The concatenation approach is flexible because it simply strings sound units together to create a digital waveform. The resulting waveform includes the identified sound units that serve as the elemental building blocks to constructing words, phrases, and sentences. The process of parsing the text string is commonly referred to as segmentation, for which a varied number of algorithmic approaches may be employed. Text segmentation algorithms process decision metrics or rules that determine how the text will be broken down into individual text units. The text units are commonly labeled as phonemes, diphones, triphones, dipthongs, affricates, nasals, plosives, glides, or other speech entities. The concatenation of the text units represents a phonetic description of the text string that is interpreted as a language model. The language model is used to reference the text-to-speech database. A text to speech engine uses a database of sound units, each of which individually, or in combination, correspond to a text unit. Databases can store hundreds to thousands of sound units that is accessed for concatenation purposes during speech synthesis. The synthesis portion retrieves sound units, each of which corresponds to a particular text unit.

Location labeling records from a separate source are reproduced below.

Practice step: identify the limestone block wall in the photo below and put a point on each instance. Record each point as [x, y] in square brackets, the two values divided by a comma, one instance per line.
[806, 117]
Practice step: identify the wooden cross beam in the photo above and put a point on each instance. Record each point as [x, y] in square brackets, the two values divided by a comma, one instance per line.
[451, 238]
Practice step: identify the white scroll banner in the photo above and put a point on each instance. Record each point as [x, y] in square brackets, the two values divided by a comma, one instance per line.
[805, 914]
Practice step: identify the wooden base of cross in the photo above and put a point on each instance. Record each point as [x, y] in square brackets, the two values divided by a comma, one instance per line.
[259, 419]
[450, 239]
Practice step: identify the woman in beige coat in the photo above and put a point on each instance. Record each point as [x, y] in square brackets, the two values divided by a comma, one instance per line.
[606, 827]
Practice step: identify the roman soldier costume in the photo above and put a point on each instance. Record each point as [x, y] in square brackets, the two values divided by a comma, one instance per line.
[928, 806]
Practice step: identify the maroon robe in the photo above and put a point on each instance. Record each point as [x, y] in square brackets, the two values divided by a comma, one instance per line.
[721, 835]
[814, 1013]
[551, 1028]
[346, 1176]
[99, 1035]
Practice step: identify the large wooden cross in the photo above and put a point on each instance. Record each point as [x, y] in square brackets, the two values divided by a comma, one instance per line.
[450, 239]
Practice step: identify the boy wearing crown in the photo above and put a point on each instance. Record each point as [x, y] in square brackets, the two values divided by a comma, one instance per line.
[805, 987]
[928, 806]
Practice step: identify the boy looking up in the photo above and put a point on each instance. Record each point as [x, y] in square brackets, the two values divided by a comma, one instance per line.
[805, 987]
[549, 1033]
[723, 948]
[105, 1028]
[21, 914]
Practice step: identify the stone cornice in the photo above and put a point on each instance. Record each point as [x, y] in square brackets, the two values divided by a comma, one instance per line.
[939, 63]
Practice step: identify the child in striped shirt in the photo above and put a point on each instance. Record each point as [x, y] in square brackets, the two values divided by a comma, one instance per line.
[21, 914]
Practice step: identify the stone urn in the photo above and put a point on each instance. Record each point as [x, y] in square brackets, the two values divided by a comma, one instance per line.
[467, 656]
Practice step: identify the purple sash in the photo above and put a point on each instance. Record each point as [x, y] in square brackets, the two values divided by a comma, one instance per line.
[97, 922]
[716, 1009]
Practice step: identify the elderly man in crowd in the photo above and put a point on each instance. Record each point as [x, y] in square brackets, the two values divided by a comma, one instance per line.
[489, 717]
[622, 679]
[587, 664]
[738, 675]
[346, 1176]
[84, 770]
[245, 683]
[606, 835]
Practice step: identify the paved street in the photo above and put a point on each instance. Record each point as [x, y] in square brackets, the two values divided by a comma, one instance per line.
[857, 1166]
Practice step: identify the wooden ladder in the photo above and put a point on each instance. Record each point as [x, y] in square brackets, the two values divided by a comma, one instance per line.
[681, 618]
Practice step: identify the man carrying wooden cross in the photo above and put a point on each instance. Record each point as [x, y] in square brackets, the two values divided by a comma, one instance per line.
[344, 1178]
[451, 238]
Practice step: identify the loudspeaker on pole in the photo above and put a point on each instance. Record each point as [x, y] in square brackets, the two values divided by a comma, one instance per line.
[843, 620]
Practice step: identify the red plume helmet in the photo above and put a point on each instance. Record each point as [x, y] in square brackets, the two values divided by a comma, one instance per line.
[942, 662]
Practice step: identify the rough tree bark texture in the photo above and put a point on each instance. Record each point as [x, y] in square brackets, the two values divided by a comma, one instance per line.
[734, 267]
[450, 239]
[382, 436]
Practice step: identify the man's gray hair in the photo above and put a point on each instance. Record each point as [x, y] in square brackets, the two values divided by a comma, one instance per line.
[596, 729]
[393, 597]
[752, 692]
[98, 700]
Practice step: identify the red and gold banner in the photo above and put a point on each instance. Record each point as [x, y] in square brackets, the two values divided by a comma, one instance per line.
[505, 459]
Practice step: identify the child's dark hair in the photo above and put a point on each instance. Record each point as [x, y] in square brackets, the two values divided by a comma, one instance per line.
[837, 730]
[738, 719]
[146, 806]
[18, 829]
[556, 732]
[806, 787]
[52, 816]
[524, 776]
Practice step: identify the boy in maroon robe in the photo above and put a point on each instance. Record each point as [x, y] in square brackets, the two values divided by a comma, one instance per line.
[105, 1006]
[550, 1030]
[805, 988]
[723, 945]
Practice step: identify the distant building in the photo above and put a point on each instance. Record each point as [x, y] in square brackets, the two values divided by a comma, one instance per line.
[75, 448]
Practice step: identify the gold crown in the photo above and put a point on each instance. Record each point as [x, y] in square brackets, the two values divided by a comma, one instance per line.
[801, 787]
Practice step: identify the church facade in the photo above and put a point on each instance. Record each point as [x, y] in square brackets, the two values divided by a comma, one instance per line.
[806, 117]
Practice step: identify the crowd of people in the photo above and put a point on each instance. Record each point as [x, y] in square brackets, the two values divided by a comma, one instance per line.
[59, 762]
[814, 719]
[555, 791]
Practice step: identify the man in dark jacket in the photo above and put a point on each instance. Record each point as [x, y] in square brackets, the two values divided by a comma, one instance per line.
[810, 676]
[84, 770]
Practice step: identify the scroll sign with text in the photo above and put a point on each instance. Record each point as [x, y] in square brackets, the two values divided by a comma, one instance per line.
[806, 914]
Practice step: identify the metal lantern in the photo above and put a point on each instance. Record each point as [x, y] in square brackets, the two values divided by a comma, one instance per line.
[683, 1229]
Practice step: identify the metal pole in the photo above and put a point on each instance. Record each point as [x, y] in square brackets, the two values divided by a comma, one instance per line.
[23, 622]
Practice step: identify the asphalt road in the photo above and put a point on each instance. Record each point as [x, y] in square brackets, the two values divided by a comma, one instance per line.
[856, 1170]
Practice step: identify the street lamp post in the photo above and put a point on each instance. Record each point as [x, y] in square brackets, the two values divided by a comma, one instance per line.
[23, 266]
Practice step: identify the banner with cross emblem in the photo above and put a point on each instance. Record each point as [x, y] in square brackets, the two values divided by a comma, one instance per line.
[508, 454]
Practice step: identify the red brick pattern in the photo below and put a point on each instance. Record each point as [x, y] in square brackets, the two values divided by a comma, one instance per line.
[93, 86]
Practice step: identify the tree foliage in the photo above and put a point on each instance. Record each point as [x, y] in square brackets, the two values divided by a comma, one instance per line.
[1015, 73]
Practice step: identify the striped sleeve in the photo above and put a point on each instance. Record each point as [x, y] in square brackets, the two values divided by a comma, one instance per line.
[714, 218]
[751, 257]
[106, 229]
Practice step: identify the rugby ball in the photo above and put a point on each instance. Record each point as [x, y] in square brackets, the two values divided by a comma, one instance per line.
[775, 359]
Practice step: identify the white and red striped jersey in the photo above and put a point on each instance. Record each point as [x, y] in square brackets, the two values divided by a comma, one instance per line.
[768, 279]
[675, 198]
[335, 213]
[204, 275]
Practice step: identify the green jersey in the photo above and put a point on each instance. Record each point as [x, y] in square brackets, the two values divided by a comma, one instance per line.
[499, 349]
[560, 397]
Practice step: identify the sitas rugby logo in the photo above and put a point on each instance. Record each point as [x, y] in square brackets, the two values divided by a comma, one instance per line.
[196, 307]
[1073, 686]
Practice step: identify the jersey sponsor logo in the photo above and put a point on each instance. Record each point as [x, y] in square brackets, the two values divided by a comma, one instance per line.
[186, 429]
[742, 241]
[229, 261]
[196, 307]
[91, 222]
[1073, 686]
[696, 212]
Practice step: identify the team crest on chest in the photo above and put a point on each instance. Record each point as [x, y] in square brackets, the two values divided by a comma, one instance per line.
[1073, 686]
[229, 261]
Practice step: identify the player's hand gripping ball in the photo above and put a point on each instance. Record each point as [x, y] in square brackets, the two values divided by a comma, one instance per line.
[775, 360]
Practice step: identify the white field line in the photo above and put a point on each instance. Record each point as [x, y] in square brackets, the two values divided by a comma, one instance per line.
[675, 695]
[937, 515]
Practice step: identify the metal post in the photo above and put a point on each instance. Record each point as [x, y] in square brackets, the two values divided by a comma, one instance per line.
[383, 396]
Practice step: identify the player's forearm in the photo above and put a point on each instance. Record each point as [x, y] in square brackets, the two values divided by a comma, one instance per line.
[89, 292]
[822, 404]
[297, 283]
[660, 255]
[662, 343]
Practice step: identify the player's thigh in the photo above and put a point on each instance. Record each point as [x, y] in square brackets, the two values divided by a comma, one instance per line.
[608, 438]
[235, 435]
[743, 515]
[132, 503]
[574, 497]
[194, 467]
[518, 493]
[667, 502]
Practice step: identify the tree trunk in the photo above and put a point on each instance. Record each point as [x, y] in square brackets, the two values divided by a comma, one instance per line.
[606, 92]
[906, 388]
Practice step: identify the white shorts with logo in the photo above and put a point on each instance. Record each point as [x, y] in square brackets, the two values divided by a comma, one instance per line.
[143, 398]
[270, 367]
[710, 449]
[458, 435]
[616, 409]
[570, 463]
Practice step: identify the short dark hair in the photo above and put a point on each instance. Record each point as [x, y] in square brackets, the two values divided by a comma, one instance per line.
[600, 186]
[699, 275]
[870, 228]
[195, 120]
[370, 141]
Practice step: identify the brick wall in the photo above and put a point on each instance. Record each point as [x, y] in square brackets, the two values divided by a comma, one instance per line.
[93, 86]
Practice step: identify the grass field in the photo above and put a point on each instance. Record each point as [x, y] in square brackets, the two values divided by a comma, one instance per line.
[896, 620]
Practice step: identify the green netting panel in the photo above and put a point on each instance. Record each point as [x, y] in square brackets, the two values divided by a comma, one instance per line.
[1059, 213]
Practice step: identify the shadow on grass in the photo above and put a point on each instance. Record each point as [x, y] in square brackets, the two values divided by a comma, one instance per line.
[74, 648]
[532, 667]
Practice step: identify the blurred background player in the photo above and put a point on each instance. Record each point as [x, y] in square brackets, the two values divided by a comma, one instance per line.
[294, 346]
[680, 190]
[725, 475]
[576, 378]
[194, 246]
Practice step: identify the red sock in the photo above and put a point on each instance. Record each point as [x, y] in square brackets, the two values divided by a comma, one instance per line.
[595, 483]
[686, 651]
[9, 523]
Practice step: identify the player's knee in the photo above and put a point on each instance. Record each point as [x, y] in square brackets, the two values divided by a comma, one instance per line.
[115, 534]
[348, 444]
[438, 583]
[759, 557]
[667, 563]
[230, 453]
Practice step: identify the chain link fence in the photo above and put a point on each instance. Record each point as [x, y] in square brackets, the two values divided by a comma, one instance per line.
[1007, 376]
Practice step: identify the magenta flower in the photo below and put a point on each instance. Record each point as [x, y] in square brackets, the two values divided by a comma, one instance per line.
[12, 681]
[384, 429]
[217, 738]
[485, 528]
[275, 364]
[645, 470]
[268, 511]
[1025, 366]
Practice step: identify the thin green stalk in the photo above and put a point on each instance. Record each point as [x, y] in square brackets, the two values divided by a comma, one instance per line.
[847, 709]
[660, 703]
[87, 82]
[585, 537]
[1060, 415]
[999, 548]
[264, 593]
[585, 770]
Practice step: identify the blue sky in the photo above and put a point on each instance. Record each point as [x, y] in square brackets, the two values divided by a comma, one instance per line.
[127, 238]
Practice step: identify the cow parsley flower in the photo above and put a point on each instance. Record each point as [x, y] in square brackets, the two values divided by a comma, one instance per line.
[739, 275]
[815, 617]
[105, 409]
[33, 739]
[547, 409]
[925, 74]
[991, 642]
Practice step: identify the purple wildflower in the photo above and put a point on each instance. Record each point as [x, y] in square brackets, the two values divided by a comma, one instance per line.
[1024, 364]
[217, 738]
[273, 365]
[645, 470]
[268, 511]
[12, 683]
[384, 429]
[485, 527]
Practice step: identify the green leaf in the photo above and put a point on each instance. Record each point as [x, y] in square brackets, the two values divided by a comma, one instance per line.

The concatenation approach allows for blending methods at the transition sections between sound units. The blending of the individual units at the transition borders is commonly referred to as smoothing. Smoothing may be performed in the time domain or the frequency domain. Both approaches can introduce transition discontinuities, but, in general, frequency domain approaches are more computationally expensive than time domain processing methods. Proper phase alignment is necessary in the frequency domain, though not always sufficient to mitigate boundary discontinuities. Smoothing techniques generally involve windowing the sound units to taper the ends, a correlation process to find a best alignment position, and an overlap and add process to blend the transition boundaries. A known disadvantage of the smoothing approach is that discontinuities can still occur when the diphones from different words are combined to form new words. These discontinuities are the result of slight differences in frequency, magnitude, and phase between different diphones or sound units as spoken in different words.
When synthesizing speech, the input text is parsed to determine to which sound unit each text unit corresponds. The corresponding sound unit data is then fetched and concatenated with previous sound units, if any, and the transition is smoothed. To faithfully reproduce speech a database including a substantial number of sound units is needed. If the sound units are stored in uncompressed sampled form, a significant amount of storage space in memory or bulk storage is needed. In memory constrained devices such as, for example, mobile communication devices and personal digital assistants, memory space is at a premium, and it is desirable to reduce the amount of memory space needed to store data. More specifically, it is desirable to compress or otherwise reduce the data so as to occupy as little memory space as is practical.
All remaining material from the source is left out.